I will start with some lines from the poem “Patience” in the book which are a quote from his girlfriend at the time who is “running wild, cutting loose in an epileptic fit of telling the truth”. She gives him “a mixture of good advice and slow-acting poison” :
“Success is the worst possible thing that could happen
to a man like you,” she said,
“because the shiny shoes, and flattery
and the self-
lubricating slime of affluence would mean
you’d never have to face your failure as a human being.”
Now this is some really mean criticism this guy gets from this girlfriend, and I hope he didn’t wind up marrying her. But these lines did win me over to the poet’s side, because I also have gotten this kind of severe criticism from an old girlfriend in the past. I would call this irrevocable criticism. Hoagland ends the poem with the following lines:
“I knew that if I could succeed at being demolished, I could succeed at anything.”

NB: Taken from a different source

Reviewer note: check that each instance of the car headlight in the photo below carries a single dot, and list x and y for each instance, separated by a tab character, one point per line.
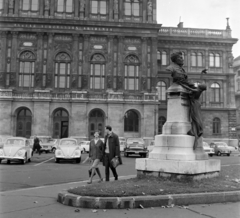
58	153
20	153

These lines do show two facets of the poet’s style; the poems are conversational and casual, yet they deal with strong emotions.
Now that I’ve read two books of poems by Tony Hoagland, which of the two did I like the best? I do believe that the later collection, ‘Application for Release from the Dream’ , is the stronger more direct work, but still nearly every poem in this earlier book, ‘What Narcissism’, has lines that I like.
I will finish with the first six lines from the poem “How It Adds Up”:
“There was the day we swam in a river, a lake, and an ocean.
And the day I quit the job my father got me.
And the day I stood outside the door,
And listened to my girlfriend making love
To someone obviously not me, inside,
And I felt strange because I didn’t care.”
I wonder if it was his same girlfriend in both poems.